In the case of CST Vs. M/s Packing Aids, Agra, reported in 1980 UPTC, 901, dispute was about the taxability of baton and shook. Though this Court has not finally adjudicated the issue but has observed as follows:

"If the assessee is only making planks, that would come in the  category of timber because the planks could be sawn timber or wood and would be covered by Entry 97 aforesaid but if the assessee is further joining the planks with nail, that would have to be treated as timber products."
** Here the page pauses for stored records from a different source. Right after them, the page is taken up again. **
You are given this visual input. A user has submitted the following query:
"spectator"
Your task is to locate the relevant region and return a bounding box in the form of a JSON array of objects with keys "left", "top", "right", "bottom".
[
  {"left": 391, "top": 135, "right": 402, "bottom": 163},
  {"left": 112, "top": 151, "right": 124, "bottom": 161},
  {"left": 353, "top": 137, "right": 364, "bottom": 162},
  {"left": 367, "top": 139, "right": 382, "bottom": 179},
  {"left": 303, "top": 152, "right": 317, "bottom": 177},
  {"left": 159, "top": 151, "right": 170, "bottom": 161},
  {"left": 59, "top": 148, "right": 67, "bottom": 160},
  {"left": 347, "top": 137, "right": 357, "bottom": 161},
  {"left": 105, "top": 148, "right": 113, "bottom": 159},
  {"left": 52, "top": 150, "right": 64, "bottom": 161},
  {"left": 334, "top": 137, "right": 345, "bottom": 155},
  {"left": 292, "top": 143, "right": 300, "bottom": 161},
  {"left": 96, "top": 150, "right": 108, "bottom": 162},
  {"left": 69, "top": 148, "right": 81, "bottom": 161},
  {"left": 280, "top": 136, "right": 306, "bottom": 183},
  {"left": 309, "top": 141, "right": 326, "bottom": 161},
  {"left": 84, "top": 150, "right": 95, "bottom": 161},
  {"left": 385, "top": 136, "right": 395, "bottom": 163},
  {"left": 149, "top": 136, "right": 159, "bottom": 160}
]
In the case of CST Vs. B.M. Wood Works: No.1, reported in 32 STC, 66,  the question involved was whether the boxes made of cheer wood are timber product. Division Bench of this Court held that the word "product" in the notification was intended to be used in its full comprehensive meaning namely, thing produced by any action, operation or work, and not in  the narrow and restricted meaning of something produced by nature or a natural process. Sawn timber has been placed specifically in cut of timber under entry 97 but the joining of plank by nails certainly be a timber product by action or operation and would have to be treated as timber product and not a timber.

In the case of Collector of Central Excise, Coimbatore Vs. Protein Products of India Limited, reported in 74 STC, 98. The question for consideration before the Apex Court was whether Ossein prepared by dissolving mineral part of bones with phosphoric acid and gelatine prepared by treating ossein with alkali, falls under the bone product. Apex Court observed as follows:

The word "product" is defined in Webster's Comprehensive Dictionary as "anything produced or obtained as a result of some operation or work". The expression "bone products" therefore, merely means anything produced or obtained from bones. Whether such derivation is by a simple physical process or by a chemical reaction would seem to make no difference to the end-product."

Thus, in view of the aforesaid principle of law laid down by the Apex Court and by this Court, wood-wool being obtained as a result of grinding of wood or timber in which some action, operation or work are involved is a timber product or wood product and liable to tax @ 6% under the notification no. ST-II-5785/X-10(1)-80-U.P. Act XV/48-Order-81,  dated 07.09.1981.

For the reasons stated above, order of the Tribunal is accordingly, upheld.

In the result, revision fails and is accordingly, dismissed.